Just as Sampson County finalizes the implementation of a multi-year, $3.7 million pay plan, it is time to look at it again.

As with a vehicle, the plan needs maintenance, so administration and the Sampson Board of Commissioners will have to kick the tires, check the oil and take a good look under the hood to ensure the county can get where it wants — and needs — to go.

During the many years of a down economy, people were thankful just to have jobs. It’s not necessarily that extreme anymore. Unemployment rates are at or near all-time lows, so prospective employees can be selective. Counties are competing harder than ever for quality people.

That brings us to Sampson’s pay.

In 2015, a study showed that Sampson’s classification and compensation system was in serious distress. Market analysis from 10 surrounding counties and two large cities revealed our county as less competitive in recruiting and retaining employees due to lower salaries. It also revealed that four out of every five local government employees were below the minimum of proposed salary ranges.

So the county acted.

The multi-million dollar plan was put into effect and over the course of the last four years, local salaries have been adjusted to the market minimum, with the most tenured employees first.

However, now the cycle needs to begin again. The market changes. Other counties do their own studies and bring their salaries up in response. It is never-ending.

The county’s Human Resources director Nancy Dillman said this week, while the pay plan enacted in 2015 had as its aim to bring experienced and deserving employees to the midpoint of their pay grade, most county positions have stayed at the minimum. That’s a problem.

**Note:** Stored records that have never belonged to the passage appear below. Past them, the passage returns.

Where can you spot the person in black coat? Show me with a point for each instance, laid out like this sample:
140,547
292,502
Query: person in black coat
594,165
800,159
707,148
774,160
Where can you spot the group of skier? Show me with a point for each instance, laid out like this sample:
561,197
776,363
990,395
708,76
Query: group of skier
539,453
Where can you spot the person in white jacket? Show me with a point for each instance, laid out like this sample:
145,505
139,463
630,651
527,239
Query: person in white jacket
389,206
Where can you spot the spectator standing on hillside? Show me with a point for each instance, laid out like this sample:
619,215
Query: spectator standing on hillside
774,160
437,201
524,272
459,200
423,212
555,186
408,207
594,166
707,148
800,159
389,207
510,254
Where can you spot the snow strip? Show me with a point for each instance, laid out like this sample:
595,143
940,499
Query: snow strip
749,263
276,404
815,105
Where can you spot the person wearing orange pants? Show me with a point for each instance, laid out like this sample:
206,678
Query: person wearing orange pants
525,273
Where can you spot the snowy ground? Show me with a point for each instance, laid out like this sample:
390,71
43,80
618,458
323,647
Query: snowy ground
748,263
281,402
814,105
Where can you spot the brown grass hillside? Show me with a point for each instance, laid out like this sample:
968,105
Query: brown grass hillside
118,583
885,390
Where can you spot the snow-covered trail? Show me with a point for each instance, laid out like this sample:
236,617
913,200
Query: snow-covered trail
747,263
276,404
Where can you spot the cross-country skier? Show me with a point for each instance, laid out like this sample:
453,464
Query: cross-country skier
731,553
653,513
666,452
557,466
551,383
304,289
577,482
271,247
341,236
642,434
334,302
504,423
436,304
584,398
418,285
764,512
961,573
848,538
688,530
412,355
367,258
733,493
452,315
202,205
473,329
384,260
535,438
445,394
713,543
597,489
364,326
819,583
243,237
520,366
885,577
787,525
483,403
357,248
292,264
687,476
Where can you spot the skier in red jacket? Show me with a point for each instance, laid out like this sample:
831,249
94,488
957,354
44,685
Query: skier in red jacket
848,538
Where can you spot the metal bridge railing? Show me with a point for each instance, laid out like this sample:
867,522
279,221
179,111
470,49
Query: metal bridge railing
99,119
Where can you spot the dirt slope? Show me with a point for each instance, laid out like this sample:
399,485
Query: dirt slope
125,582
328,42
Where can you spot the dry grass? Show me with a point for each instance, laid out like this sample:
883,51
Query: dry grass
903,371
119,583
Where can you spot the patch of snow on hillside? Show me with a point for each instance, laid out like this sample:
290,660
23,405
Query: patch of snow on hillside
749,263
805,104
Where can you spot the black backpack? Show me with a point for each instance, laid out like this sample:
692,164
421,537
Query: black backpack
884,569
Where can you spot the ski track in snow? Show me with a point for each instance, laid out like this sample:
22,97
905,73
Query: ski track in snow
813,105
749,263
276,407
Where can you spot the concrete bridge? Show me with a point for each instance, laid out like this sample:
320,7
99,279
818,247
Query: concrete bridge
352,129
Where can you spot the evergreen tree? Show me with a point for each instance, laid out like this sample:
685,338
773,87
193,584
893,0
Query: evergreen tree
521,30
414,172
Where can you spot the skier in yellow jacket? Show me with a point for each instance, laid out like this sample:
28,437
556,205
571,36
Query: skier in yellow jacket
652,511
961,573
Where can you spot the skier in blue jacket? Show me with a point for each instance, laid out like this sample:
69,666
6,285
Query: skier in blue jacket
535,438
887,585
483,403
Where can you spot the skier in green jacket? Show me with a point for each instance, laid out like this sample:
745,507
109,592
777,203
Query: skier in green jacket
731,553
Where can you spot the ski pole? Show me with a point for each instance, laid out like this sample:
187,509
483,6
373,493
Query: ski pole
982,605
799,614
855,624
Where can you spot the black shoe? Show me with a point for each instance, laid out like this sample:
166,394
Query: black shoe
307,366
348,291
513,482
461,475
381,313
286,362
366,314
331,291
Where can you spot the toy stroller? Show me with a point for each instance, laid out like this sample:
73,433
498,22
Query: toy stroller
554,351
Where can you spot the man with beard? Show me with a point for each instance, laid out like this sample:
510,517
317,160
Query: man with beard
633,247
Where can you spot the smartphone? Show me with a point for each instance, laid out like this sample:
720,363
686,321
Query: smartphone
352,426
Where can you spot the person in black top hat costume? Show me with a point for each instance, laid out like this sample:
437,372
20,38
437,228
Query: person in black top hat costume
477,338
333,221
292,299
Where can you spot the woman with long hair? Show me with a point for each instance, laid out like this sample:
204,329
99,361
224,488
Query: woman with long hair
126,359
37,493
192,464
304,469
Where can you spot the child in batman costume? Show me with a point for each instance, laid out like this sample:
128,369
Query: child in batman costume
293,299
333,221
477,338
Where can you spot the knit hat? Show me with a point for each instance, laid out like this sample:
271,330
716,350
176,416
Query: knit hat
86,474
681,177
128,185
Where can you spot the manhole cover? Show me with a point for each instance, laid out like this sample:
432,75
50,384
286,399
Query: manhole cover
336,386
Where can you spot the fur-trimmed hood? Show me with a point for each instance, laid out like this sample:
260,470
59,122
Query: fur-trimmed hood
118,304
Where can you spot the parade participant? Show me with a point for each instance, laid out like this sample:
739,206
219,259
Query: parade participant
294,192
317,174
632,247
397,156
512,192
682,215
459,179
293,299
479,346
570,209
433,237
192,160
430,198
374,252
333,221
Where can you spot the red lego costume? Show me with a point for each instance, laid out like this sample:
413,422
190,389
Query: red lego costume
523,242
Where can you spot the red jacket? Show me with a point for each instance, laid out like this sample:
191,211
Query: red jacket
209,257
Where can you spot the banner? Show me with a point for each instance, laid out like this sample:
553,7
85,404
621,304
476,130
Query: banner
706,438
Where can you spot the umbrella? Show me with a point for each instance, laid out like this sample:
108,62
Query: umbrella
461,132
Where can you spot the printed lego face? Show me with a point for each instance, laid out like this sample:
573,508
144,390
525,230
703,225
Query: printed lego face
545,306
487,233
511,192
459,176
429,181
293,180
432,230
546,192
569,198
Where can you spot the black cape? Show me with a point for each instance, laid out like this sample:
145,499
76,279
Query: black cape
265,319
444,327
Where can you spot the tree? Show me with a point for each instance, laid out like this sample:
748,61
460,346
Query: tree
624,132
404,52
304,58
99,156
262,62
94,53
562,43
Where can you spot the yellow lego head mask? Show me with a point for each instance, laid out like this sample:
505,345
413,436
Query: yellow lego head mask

There were 100 employee departures in 2018, eight a month on average. Seventeen of those were retirees. There have been 46 retirees since 2015.

As new hires come on the payroll due to attrition and turnover, they will come in at that new minimum salary rate, following a short probationary period. They will receive the same pay as an employee that may have been working for Sampson County for a decade or more.

That salary compression is a real issue, as it can greatly affect morale and overall production.

The goal of the pay plan was that it be kept current and reflect the market rate. That is vital, so that Sampson doesn’t slip down the pecking order. Just as important, though, there has to be an instrument whereby the most deserving and best performing employees are able to advance along their pay grade. That was another goal of the pay plan.

The form of that instrument and those merit increases needs to be further examined, especially so everything is equal across the board to eliminate as much subjectivity from the process as possible.

Dillman said the county might consider rewarding effective employee performance rather than longevity.

“Do you want to reward somebody for showing for 10 years, 20 years, 30 years and doing the same thing every day?” she said this week. “They never move, they never grow, their skillset doesn’t evolve … we need to decide what it is we value.”

And that decision should really take place sooner rather than later, so Sampson can continue to be as “an importer of good people, rather than an exporter of good people” as one commissioner stated this week.

The wheels are moving. Now it’s time to pick up a little speed.